| Führung
- und Zutrauen ins Volk
Leitartikel
von Dieter Stolte
(Auszug)
In der Diskussion über die Ausübung von Volksabstimmungen
wird zu Recht darauf hingewiesen, dass das Grundgesetz als Folge der
Erfahrungen mit der Weimarer Republik keine plebiszitären Entscheidungen
vorsieht. Das war in der Phase des Wiederaufbaus politischer Strukturen
in Deutschland richtig und hat sich in mehr als 50 Jahren bewährt.
Das gilt auch für das Grundgesetz.
Aber gilt das für immer, wenn überall in Europa die Wähler
zu den Urnen gehen, um über elementare Fragen der Zukunftsgestaltung
(Einführung einer europäischen Währung, Osterweiterung
der EU, Genehmigung einer europäischen Verfassung) zu entscheiden?
Eine Grundgesetzänderung sollte einer solchen Entwicklung nicht
im Wege stehen. Entscheidend ist jedoch, dass die Diskussion nicht aus
aktuellem Anlass (Präsidentenwahl oder EU-Verfassung) vom Zaune
gebrochen, sondern vom Grunde her geführt wird.
Die Verfassungsväter von heute haben allen Anlass, das gereifte
Politikverständnis der Bürger neu zu bewerten.

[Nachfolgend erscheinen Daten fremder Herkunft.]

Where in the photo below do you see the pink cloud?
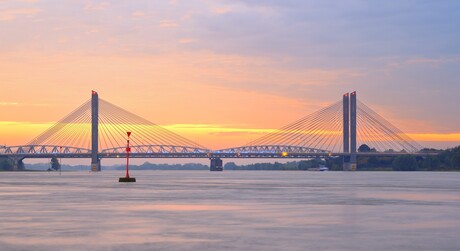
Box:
[0,8,42,21]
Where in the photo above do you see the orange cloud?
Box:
[0,8,42,21]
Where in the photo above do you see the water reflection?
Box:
[0,171,460,250]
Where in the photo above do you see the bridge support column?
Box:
[91,91,101,172]
[343,91,357,171]
[209,158,224,171]
[8,157,26,171]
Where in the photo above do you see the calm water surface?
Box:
[0,171,460,251]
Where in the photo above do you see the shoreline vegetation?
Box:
[0,145,460,171]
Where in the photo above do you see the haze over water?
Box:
[0,171,460,250]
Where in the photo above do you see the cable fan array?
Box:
[247,101,343,152]
[356,101,423,152]
[29,99,205,150]
[246,101,423,152]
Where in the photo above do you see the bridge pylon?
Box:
[91,91,101,172]
[8,156,25,171]
[343,91,357,171]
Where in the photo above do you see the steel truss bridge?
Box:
[0,91,436,171]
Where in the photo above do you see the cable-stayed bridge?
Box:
[0,91,429,171]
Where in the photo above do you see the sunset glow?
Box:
[0,0,460,149]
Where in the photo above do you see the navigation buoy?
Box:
[118,132,136,182]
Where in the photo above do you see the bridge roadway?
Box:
[0,145,438,159]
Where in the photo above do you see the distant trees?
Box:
[392,155,418,171]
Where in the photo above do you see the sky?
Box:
[0,0,460,153]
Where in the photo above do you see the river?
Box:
[0,171,460,251]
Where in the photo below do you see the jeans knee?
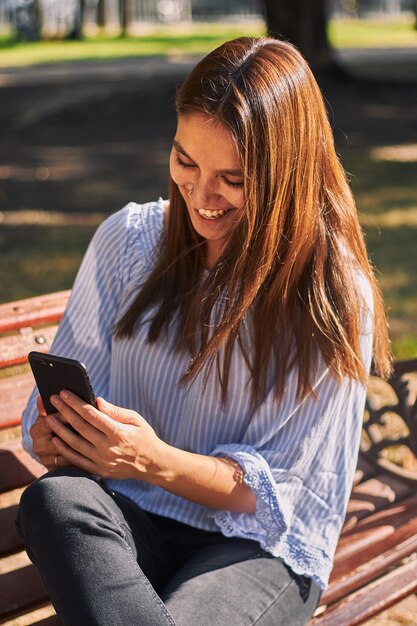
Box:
[17,468,97,535]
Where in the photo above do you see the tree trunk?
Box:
[265,0,338,73]
[119,0,132,37]
[67,0,85,40]
[97,0,107,28]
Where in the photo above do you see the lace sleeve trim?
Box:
[213,450,332,589]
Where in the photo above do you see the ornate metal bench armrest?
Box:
[361,359,417,482]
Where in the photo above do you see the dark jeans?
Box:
[17,469,320,626]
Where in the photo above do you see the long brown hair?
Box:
[116,37,390,405]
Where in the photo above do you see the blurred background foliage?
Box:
[0,0,417,357]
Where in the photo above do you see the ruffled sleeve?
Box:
[212,272,372,588]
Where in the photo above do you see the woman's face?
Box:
[169,113,243,267]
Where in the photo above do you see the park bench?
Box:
[0,291,417,626]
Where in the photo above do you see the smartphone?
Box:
[28,352,97,415]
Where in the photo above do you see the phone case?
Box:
[28,352,96,415]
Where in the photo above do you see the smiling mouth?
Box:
[196,209,232,220]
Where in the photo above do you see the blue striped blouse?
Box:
[23,199,372,588]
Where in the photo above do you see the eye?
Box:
[175,152,195,167]
[223,178,243,189]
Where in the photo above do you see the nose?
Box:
[188,177,220,209]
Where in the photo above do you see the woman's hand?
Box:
[30,396,68,470]
[46,391,164,483]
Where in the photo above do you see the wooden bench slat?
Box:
[0,440,46,492]
[0,552,48,618]
[0,487,24,555]
[334,496,417,566]
[0,372,35,429]
[0,290,71,333]
[322,518,417,604]
[2,603,61,626]
[0,325,58,368]
[309,560,417,626]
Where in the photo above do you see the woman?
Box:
[18,38,390,626]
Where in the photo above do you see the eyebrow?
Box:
[172,139,243,177]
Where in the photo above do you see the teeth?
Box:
[198,209,227,220]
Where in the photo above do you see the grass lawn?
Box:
[0,18,417,67]
[0,20,417,358]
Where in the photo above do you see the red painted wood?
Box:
[0,325,58,368]
[0,554,48,619]
[0,440,46,492]
[0,290,70,333]
[309,560,417,626]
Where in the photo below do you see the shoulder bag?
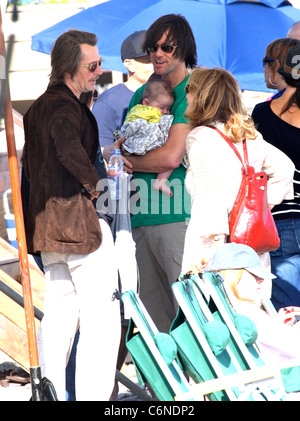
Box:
[208,126,280,253]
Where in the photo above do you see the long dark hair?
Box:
[142,14,197,69]
[49,30,97,86]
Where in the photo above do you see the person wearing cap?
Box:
[252,45,300,310]
[92,30,153,151]
[205,243,300,370]
[286,20,300,39]
[263,38,300,99]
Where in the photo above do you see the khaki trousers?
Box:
[132,221,187,333]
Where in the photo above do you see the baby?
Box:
[119,75,175,197]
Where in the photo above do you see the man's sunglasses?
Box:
[80,57,103,73]
[263,57,276,67]
[147,44,177,54]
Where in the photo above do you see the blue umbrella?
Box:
[32,0,300,91]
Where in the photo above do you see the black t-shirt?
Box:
[252,101,300,220]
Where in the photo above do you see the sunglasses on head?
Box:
[147,44,177,54]
[263,57,276,67]
[80,57,103,73]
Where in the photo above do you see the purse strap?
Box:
[207,125,249,174]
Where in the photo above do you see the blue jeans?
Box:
[270,219,300,310]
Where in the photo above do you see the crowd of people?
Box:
[22,14,300,401]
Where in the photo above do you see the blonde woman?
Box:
[182,68,294,296]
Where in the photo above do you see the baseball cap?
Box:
[205,243,276,279]
[121,30,147,61]
[277,45,300,80]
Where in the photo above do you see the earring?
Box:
[269,73,280,88]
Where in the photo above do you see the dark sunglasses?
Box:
[80,57,103,73]
[263,57,276,67]
[147,44,177,54]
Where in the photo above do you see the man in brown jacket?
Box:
[22,30,120,400]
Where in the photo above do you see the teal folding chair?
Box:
[170,275,285,401]
[121,291,198,401]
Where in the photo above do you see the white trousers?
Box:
[38,219,121,401]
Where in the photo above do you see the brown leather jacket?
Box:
[22,85,101,254]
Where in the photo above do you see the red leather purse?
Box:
[209,126,280,253]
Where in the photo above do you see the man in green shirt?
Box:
[112,14,197,332]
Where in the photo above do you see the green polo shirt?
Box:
[128,75,191,228]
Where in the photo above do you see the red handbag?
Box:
[209,126,280,253]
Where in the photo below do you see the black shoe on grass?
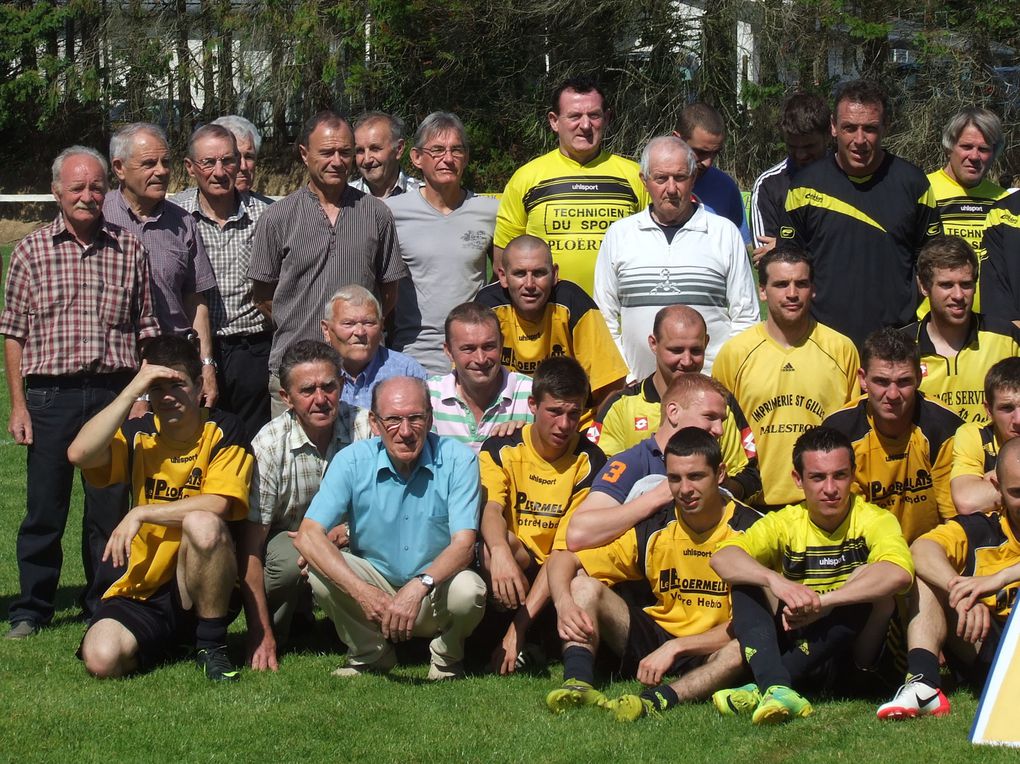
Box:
[195,645,241,681]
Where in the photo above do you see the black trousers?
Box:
[9,372,132,624]
[215,332,272,443]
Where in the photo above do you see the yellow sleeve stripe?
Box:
[786,188,886,234]
[985,207,1020,228]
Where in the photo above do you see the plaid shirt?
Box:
[428,368,534,454]
[170,189,269,337]
[103,189,216,335]
[0,214,159,375]
[248,402,372,532]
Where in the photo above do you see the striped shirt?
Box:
[751,158,792,238]
[103,189,216,335]
[0,214,159,375]
[170,189,269,337]
[248,402,372,531]
[340,345,428,409]
[428,369,534,454]
[248,186,408,368]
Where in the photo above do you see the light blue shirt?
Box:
[305,432,481,589]
[340,345,428,411]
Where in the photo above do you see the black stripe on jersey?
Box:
[978,422,999,472]
[950,512,1008,575]
[481,427,524,467]
[822,391,963,459]
[523,175,638,211]
[595,376,644,424]
[782,539,868,581]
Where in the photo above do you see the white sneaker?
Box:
[878,674,950,719]
[330,650,397,679]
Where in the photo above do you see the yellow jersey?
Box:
[719,495,914,595]
[903,313,1020,424]
[478,424,606,564]
[712,321,861,506]
[83,410,255,600]
[921,512,1020,621]
[493,148,651,295]
[577,501,761,636]
[822,393,963,544]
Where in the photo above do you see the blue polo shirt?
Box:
[592,437,666,504]
[305,432,481,589]
[340,345,428,409]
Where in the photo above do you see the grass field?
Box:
[0,249,1017,764]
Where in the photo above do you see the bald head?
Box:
[656,373,728,439]
[496,234,559,322]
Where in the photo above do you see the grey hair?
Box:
[354,111,406,146]
[188,122,238,161]
[641,136,698,177]
[942,106,1003,161]
[323,284,383,321]
[371,376,432,416]
[110,122,170,162]
[53,146,110,186]
[209,114,262,154]
[414,111,470,150]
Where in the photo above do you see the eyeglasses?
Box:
[195,156,238,172]
[421,146,467,159]
[372,411,428,432]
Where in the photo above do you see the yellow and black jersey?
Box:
[712,322,861,506]
[952,422,1002,477]
[822,393,963,544]
[903,313,1020,424]
[478,424,606,564]
[84,410,255,600]
[779,152,942,346]
[588,374,762,497]
[719,495,914,594]
[922,505,1020,621]
[974,194,1020,321]
[917,169,1009,318]
[493,149,651,295]
[577,501,761,636]
[474,281,627,391]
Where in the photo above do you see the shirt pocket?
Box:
[96,284,131,326]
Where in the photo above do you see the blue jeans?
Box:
[8,372,132,624]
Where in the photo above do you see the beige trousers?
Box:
[308,552,486,667]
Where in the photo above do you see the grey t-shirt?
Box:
[385,190,500,374]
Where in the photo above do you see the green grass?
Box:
[0,242,1015,764]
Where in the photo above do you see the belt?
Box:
[216,329,272,345]
[24,369,135,390]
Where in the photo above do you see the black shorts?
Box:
[620,606,708,676]
[85,576,197,671]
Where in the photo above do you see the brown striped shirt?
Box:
[0,215,159,375]
[103,189,216,335]
[248,186,408,368]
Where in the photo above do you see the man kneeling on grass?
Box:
[712,426,914,724]
[294,376,486,680]
[878,439,1020,719]
[67,336,253,680]
[546,427,760,721]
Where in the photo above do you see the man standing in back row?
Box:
[493,78,649,295]
[248,111,407,408]
[780,80,942,347]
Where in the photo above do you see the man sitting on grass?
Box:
[878,439,1020,719]
[712,426,914,724]
[546,427,760,721]
[478,354,606,674]
[67,336,253,680]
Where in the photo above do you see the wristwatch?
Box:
[414,573,436,595]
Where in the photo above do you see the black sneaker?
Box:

Jede Führung braucht für besondere Entscheidungen eine demokratische
Legitimation, die sie wirkungsvoll nur aus Sondervoten beziehen kann;
sie bedarf ferner Vorbilder, die sich gerade in schwierigen Situationen
als charakterstark erweisen und bei denen Denken und Handeln nachprüfbar
übereinstimmen.
Trotz negativer Einzelfälle ist nicht zu bestreiten, dass es in
Politik und Wirtschaft, in der Gesellschaft insgesamt, dafür mehr
ermutigende Beispiele gibt, als wir gemeinhin anerkennen.
Wir verweisen eher auf die Wankelmütigen, die Verführbaren,
die Entscheidungsschwachen und Opportunisten. Sie stehen mehr im Fokus
des öffentlichen Interesses, als sie verdienen. "Nicht mal
ignorieren" wäre hier die bessere Reaktion.
Stattdessen sollten wir uns an Vorbildern orientieren.
Je komplizierter nationale und globale Politik und Wirtschaft werden,
desto mehr kommt es auf Persönlichkeiten an, die über Wissen
und Erfahrungen und vor allem über einen Kanon von Werten verfügen,
an denen sie ihr Handeln ausrichten.
Niemand ist aus sich heraus und allein zu allem in der Lage, es sei
denn zu verwerflichen Taten. Jeder wird getragen von einer Gemeinschaft,
einem Team, das ihn sowohl motiviert und voranbringt, aber auch berät
und kontrolliert. Aus diesem Wechselspiel der Kräfte entstehen
Führungswille und Durchsetzungsvermögen. Auf sie kommt es
an, wenn Führung anerkannt werden soll.